Me: Market timing is nothing to be ashamed of. Every active manager who does something other than buy and hold securities is inevitably involved in some sort of market timing.
Them: Nonsense. Market timers try to predict the future and I would never do that.
Me: Really? What motivates you to change the securities in your portfolio?
Them: I study 75 different indicators to see what they tell us about past market behavior. Then I look for anomalies in the current data that might indicate a high probability of a certain market event. Then I use great discipline in executing changes based on high or low probability events without predicting the future at all….I just rely on my indicators to tell me what to do…and I do it.
Me: So what if your indicators tell you to sell stocks and you go ahead and sell them. Doesn’t that imply a forecast by you that stocks have a high probability of falling in value in the near future?

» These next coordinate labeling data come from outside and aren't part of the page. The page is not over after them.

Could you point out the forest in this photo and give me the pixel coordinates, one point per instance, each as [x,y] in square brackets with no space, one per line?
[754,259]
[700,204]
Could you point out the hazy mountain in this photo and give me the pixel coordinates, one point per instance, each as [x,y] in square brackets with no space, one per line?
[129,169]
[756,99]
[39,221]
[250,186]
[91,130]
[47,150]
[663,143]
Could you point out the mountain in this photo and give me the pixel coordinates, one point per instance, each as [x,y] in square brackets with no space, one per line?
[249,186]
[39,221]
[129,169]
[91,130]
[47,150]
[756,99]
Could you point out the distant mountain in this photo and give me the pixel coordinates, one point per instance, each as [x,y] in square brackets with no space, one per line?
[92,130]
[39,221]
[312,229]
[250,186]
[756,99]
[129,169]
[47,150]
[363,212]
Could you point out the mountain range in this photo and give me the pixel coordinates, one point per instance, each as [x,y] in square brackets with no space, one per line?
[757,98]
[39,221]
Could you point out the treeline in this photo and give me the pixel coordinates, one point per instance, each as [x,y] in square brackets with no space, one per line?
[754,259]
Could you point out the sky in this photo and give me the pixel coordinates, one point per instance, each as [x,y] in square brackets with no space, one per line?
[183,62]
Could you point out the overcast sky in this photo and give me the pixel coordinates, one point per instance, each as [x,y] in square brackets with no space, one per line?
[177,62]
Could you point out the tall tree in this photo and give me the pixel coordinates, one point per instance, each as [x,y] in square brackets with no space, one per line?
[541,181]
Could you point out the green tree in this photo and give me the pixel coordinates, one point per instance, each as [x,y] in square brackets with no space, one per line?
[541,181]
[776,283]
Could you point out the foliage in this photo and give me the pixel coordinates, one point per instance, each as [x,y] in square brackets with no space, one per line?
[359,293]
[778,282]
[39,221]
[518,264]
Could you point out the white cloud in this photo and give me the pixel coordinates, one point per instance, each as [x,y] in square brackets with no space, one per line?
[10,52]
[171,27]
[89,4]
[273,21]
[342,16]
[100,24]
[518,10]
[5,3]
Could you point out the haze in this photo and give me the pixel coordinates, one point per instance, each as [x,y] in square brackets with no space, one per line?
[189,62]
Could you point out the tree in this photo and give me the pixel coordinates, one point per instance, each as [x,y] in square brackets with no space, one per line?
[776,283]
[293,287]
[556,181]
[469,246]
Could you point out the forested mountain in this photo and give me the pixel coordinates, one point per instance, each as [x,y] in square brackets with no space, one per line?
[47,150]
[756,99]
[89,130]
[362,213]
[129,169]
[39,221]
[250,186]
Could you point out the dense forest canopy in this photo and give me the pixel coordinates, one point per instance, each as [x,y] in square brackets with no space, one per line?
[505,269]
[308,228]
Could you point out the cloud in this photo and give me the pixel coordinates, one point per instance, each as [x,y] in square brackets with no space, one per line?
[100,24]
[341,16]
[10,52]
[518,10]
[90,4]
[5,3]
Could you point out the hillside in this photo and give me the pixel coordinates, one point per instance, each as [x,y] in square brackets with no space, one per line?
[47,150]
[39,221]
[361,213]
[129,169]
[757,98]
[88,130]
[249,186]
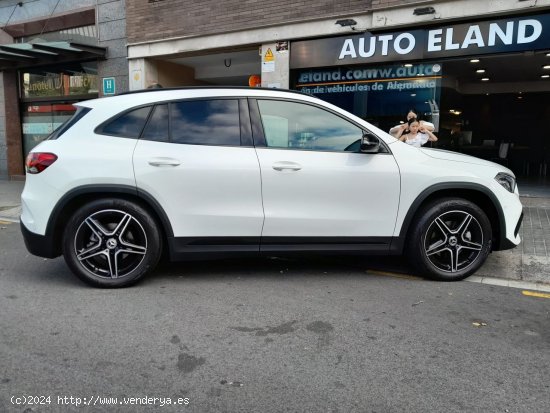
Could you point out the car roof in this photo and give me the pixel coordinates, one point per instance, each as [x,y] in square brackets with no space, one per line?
[146,96]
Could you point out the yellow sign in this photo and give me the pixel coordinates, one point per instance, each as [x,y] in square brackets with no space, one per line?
[269,56]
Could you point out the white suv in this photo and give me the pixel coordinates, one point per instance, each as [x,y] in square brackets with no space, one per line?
[216,171]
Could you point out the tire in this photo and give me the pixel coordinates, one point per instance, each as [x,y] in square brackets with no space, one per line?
[111,243]
[450,240]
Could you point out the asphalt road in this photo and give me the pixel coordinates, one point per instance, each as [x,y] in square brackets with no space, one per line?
[266,335]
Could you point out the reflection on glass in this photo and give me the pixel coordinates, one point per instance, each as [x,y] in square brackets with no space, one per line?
[72,80]
[206,122]
[296,125]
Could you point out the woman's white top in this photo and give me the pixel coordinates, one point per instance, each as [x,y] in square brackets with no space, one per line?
[394,131]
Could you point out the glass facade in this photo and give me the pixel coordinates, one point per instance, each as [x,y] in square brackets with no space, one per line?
[47,97]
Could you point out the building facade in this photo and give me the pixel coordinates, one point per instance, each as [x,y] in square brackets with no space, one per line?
[53,54]
[476,69]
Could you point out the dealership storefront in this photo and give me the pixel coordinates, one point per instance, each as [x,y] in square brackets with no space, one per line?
[483,80]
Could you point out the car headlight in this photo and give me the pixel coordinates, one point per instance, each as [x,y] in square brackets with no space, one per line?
[507,181]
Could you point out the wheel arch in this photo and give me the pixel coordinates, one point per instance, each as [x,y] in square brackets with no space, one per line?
[77,197]
[478,194]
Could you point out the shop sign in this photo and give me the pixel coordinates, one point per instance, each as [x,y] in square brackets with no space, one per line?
[109,86]
[505,35]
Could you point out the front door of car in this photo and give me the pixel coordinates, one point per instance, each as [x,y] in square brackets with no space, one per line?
[190,159]
[318,189]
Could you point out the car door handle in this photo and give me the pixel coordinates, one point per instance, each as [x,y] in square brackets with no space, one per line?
[163,162]
[286,166]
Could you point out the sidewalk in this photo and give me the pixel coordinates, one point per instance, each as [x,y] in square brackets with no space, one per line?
[529,262]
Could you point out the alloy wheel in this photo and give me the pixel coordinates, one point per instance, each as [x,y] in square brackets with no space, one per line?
[110,243]
[453,241]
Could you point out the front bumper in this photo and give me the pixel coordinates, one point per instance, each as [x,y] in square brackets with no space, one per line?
[40,245]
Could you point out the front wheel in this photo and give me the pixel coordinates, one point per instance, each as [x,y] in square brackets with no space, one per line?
[111,243]
[450,240]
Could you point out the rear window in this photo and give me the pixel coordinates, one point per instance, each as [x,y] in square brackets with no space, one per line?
[127,125]
[206,122]
[79,114]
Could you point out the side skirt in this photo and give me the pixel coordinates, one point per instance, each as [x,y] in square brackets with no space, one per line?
[188,248]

Them: No, I’m not making a prediction. This is just a high probability based on my scientific and systematic application of my trading system.
Me: But if you are selling and you don’t know the future, then the application of your trading system, which results in a buy or a sell, is the result of a forecast about future market direction.
Them: It most certainly is not.
Me: It is.
Them: It isn’t!
Me: The timing of your transaction, which is based on your systematic approach to developing your forecast, results in you timing the market. You can be early, late, or get it exactly right, but you can’t know the future with certainty so you are a market timer.
Them: No I’m not. Don’t call me a market timer. Instead, call me a (fill in the blank).
Me: Oh brother…look…you can be a (fill in the blank), but why won’t you admit that buying and selling securities constitutes an implied forecast of market direction and executing the transaction involves market timing? What is the big deal?Them: The big deal is...and I’ll say this for the last time…I don’t make market forecasts and I’m not a market timer. I’m a (fill in the blank). End of story!
Me: But the result of applying your strategy can be an extreme asset allocation that represents an “all in” bet in either risk or non-risk assets. If you get the timing wrong that represents a risk to portfolio returns.
Them: So what…I’m systematically applying a strategy to manage risk and it has nothing to do with market timing.
Me: But if you are “all-in” or “all-out” that’s market timing, isn’t it?